Isabelle takes the liberty of cleaning Donald's apartment while he goes shopping. When he returns, he is horrified to see that everything is different; the piles of newspaper are stacked neatly, rotting food from the fridge is thrown away and has a new shower curtain and a toilet lid cover. He becomes angry at Isabelle for changing everything, by saying "you stole my life" before leaving again, although Isabelle thought that he would like it. He later leaves a number of apologetic messages on Isabelle's phone. The next day, he goes to the hair salon where Isabelle works as a hair stylist to apologize in person, and Isabelle forgives him, while introducing him as her boyfriend to the staff and her co-workers.

Isabelle shows Donald an abandoned rooftop, calling this a place where people who don't know where they belong can belong. She suggests that they can buy a house together and her therapist has arranged a job interview for a statistic analyst post at a university. He gets the job and they move into their new house, making it their own.

Donald tells Isabelle that he wants everything to be nice for when his boss, Wallace (Gary Cole) comes for dinner. Believing that he thinks that she doesn't keep the house nice, Isabelle spites Donald by keeping the pets uncaged, much to Donald's shock when he returns, and she maintains extroverted behavior and tells of her off-the-wall plans for the house. Donald explodes, asking how they're going to afford all that, which leads to the two of them arguing over it but when Isabelle says that they are both crazy, he retaliates by telling her that she is crazier, which leads to her throwing him out of the house. He stays with Gregory in his house, and after listening to a tearful answer message that Isabelle's rabbit, Bongo, has died, he runs to comfort her. Isabelle suggests that they should just be friends.

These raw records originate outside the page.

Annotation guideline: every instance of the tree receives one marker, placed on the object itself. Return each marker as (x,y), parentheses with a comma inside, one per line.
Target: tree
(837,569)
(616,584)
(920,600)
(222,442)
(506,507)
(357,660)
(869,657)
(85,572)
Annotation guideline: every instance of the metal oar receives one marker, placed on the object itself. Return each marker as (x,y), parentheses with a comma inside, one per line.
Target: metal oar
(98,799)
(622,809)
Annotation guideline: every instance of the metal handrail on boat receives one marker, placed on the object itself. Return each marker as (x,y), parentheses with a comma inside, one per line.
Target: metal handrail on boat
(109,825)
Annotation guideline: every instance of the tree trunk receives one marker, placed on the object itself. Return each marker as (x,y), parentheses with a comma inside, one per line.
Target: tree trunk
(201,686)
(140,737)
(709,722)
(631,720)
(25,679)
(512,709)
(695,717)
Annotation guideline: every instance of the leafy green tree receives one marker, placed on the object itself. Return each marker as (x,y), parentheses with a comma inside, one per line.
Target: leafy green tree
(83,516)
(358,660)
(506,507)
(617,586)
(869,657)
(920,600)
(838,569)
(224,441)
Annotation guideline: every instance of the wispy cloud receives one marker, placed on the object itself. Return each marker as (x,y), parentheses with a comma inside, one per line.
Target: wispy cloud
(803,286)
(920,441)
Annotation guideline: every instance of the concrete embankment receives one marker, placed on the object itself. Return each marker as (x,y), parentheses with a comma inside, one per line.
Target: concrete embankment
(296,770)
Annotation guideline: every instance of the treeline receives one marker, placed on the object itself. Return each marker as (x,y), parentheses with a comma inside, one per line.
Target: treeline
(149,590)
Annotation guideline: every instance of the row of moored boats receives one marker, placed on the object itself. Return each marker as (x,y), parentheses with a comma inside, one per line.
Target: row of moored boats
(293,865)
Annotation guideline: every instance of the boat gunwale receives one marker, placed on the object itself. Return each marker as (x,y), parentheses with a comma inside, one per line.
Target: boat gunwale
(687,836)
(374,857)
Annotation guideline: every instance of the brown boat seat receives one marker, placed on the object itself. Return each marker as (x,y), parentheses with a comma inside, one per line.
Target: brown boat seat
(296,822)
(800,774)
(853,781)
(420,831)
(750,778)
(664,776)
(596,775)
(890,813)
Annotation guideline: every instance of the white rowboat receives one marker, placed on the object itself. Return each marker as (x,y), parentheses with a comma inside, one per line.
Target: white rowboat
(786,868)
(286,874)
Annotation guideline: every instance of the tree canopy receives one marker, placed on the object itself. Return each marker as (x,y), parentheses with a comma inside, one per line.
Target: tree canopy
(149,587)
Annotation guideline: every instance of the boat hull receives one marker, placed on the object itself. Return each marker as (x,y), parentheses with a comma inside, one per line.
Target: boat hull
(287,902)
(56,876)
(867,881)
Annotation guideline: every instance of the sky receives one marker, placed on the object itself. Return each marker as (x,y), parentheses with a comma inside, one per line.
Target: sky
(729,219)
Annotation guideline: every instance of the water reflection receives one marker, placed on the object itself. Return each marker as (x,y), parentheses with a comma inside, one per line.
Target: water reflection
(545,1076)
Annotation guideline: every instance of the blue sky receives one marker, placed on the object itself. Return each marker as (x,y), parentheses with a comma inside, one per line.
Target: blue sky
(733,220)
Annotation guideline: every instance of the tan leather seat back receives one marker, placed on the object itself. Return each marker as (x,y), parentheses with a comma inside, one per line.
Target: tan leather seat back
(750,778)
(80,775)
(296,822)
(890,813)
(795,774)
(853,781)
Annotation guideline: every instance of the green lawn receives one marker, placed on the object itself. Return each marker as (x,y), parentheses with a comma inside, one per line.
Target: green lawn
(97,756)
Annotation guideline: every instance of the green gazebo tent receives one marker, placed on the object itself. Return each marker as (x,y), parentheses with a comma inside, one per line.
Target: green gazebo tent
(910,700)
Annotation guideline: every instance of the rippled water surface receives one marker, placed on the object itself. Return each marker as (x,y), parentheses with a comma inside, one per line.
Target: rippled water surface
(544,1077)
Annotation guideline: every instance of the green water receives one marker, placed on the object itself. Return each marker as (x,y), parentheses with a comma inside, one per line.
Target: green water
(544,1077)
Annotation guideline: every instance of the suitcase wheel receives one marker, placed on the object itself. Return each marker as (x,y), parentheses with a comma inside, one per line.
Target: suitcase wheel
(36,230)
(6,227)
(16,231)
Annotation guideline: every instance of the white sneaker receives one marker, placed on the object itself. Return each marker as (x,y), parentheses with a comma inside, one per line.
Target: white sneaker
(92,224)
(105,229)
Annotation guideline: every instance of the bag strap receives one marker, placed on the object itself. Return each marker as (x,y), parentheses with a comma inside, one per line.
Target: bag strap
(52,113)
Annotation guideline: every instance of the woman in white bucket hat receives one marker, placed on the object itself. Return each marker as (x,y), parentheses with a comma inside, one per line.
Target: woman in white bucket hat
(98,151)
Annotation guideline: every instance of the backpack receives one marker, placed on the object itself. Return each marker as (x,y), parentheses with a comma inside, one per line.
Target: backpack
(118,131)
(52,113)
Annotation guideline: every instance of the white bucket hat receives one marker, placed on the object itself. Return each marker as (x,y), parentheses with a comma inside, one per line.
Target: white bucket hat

Donald invites Isabelle to a restaurant, where he proposes to her, much to Isabelle's dismay. She leaves abruptly back home and overdoses on an over the counter drug. Donald returns just in time to take her to the hospital, where Isabelle's psychiatrist advises him to leave her alone, testing his willpower to refrain from calling her.

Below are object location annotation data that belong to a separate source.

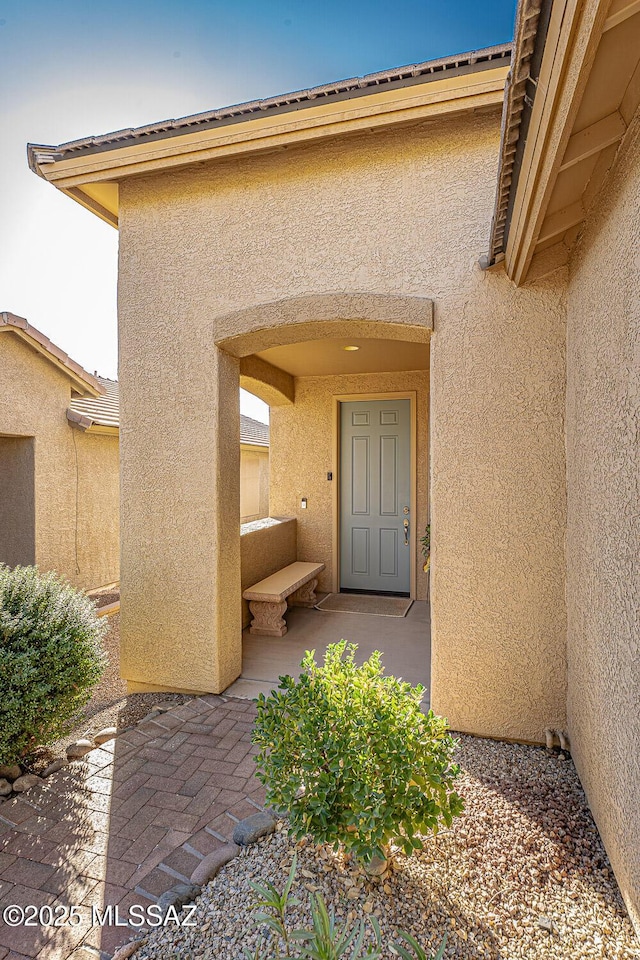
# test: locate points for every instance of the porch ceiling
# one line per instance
(318, 358)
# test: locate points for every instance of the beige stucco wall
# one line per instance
(404, 213)
(254, 483)
(302, 453)
(264, 549)
(603, 528)
(76, 508)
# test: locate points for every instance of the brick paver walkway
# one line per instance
(123, 825)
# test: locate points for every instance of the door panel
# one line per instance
(375, 489)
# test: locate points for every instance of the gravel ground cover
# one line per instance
(522, 874)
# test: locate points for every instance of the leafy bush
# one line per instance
(50, 658)
(349, 754)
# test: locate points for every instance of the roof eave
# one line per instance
(470, 81)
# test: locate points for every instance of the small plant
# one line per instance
(352, 758)
(324, 940)
(50, 658)
(272, 907)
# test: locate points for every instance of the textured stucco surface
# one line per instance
(405, 213)
(302, 452)
(264, 550)
(603, 527)
(76, 476)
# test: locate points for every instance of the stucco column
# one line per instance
(180, 536)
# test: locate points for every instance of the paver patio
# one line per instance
(125, 824)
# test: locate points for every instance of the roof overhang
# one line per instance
(90, 170)
(82, 381)
(84, 424)
(573, 89)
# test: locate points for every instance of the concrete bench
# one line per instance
(268, 598)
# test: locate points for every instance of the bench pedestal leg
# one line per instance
(267, 618)
(305, 596)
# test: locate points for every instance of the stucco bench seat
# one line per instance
(268, 598)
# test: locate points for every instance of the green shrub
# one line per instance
(352, 758)
(50, 658)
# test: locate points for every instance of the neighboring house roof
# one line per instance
(102, 415)
(82, 381)
(101, 411)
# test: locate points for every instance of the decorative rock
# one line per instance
(126, 950)
(252, 828)
(208, 868)
(10, 771)
(179, 895)
(54, 767)
(26, 782)
(151, 716)
(104, 735)
(79, 748)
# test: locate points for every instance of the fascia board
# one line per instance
(572, 40)
(437, 98)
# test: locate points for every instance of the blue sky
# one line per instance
(71, 68)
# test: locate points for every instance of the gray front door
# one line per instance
(375, 487)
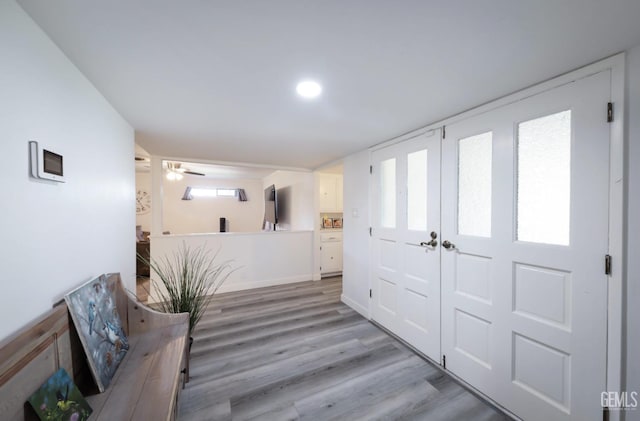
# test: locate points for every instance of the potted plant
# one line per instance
(188, 279)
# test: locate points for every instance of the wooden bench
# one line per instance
(146, 386)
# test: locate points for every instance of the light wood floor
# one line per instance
(295, 352)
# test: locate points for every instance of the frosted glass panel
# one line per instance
(544, 179)
(417, 190)
(474, 185)
(388, 193)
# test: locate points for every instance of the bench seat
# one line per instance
(146, 385)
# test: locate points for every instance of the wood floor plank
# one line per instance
(295, 352)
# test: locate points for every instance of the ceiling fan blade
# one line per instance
(193, 173)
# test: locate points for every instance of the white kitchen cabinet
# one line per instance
(330, 188)
(331, 252)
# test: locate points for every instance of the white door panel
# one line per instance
(406, 272)
(524, 297)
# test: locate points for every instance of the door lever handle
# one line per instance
(431, 243)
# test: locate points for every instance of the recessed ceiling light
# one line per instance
(308, 89)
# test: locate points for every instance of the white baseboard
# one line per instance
(356, 306)
(239, 286)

Donald sees Isabelle leaving the university and follows her to the abandoned rooftop, where he says the only nice thing he had left to give her was not to call, to find that Isabelle was waiting for his call and she missed him. They express their true love with an embrace and kiss. The movie ends with the happy couple, now married, in their home, enjoying Thanksgiving dinner with the self-help group members.

==Cast==
- Josh Hartnett as Donald Morton
  - Sharif Shawkat as Young Donald Morton
- Radha Mitchell as Isabelle "Izzy" Sorenson
  - Mercedee Smith as Young Isabelle "Izzy" Sorenson
- Rusty Schwimmer as Gracie
- Erica Leerhsen as Bronwin
- Gary Cole as Wallace
- Allen Evangelista as Skeets
- Nate Mooney as Roger
- Sheila Kelley as Janice
- John Carroll Lynch as Gregory
- Christa Campbell as Therapist

==Production==
The screenplay was written by Ronald Bass, who also wrote Rain Man (1988), a film about an individual with autism. The script was based on the real-life story of Jerry and Mary Newport.

==Distribution==
The film struggled to find a theatrical distributor in the United States. The studio tried to distribute it in the United States in April 2004, but it did not go farther than a month in Spokane, Washington, where the film was made. The film is available on DVD in a number of countries. The film became available on DVD in the United States in late 2006.

==Reception==
According to a review in Variety by Todd McCarthy, "Material that easily could have been turned into cringe-inducing TV movie sap has been handled with reasonable intelligence and authenticity" and "This low-budget love story between two emotionally stunted young people with Asperger's Syndrome doesn't have the production sheen or star power of screenwriter Ron Bass' "Rain Man," but it's less cloying and contrived." In a review for The Spokesman-Review, Dan Webster writes, "Especially poignant are the scenes in which Donald attempts to overcome his nature in an effort to hold on to the love he's so long been denied."

The film was also criticized for perpetuating the media stereotype that people on the autism spectrum typically have savant skills.